- Theatrical release poster
- Spanish: La luz
- Directed by: Fernando Franco
- Written by: Fernando Franco
- Produced by: Merry Colomer
- Starring: Alberto San Juan; Pedro Casablanc; Miguel Rellán; María Galiana; Luis Callejo; Ramón Barea;
- Cinematography: Santiago Racaj
- Edited by: Miguel Doblado
- Music by: Maite Arroitajauregi Aranburu
- Production companies: Morena Films; Ferdydurke Films; La luz la película AIE; Potemkino;
- Distributed by: Buena Vista International
- Release dates: 27 May 2026 (Cines Nervión); 5 June 2026 (Spain);
- Running time: 120 minutes
- Countries: Spain; Belgium;
- Language: Spanish

= The Light (2026 film) =

The Light (La luz) is a 2026 drama film written and directed by Fernando Franco starring Alberto San Juan.

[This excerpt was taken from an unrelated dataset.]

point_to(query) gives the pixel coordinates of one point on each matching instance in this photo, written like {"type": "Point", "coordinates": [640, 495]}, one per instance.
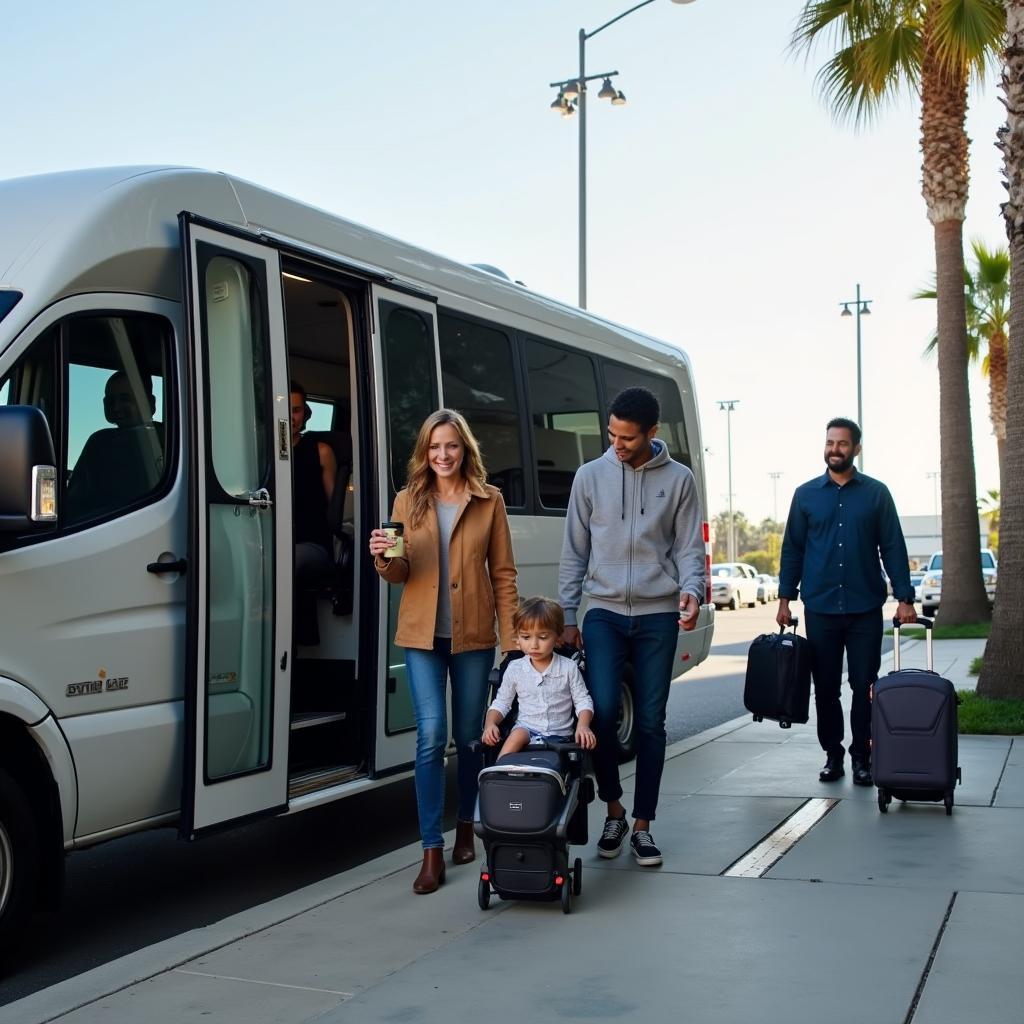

It was released theatrically in Spain on 5 June 2026 by Buena Vista International.

== Plot ==
The plot follows Manuel, a Catholic priest on the verge of leaving the priesthood whose past misdeeds come to haunt him.

== Production ==
RTVE acquired broadcasting rights to the film in 2024, ahead of the film entering production. The film was produced by Morena Films alongside Ferdydurke Films, Potemkino, and La Luz la Película AIE with backing from ICAA and Creative Europe MEDIA, and the participation of RTVE, Movistar Plus+, and Canal Sur. Santiago Racaj worked as cinematographer. Shooting locations included the centre of Vitoria-Gasteiz, around the Old Cathedral, the Archivo General de Indias, and the municipalities of Carmona and Alcalá de Guadaíra. At the presentation gala hold by RTVE in March 2026, Franco described his film as "raising the question of how the Catholic Church's abuse scandals is being handled; it argues that we are not talking about sins but about crimes". It tells the story from the point of view of the repentant abuser.

== Release ==
The film had its premiere at Cines Nervión in Seville on 27 May 2026. Distributed by Buena Vista International, the film is scheduled to be released theatrically on 5 June 2026, on the eve of Pope Leo XIV's official visit to Spain. It is the first film by Franco distributed by a major film studio. Sales company Latido Films took the film to the 2026 Marché du Film.

== Reception ==
Carlos Boyero of El País liked "the unease and questions this strange and dark film" evoked in him.

Philipp Engel of La Vanguardia rated the film 4 out of 5 stars, deeming a "frankly immense" San Juan, bringing a wealth of nuance to the character, to be clearly deserving to win his third Goya award for "the most challenging role of his career".

Sergi Sánchez of La Razón gave the film a 2-star rating, writing that the film's extremely risky approach would may have worked if Franco was Paul Schrader in First Reformed and San Juan had worked his character with more registers beyond "astonishment".

In a 4-star rating, Luis Martínez of El Mundo, assessed that the film boasts a Spinozian character, yet makes no secret of its Augustinian inclinations, adding that it "manages to describe without passing judgment, to analyze without succumbing to righteous anger".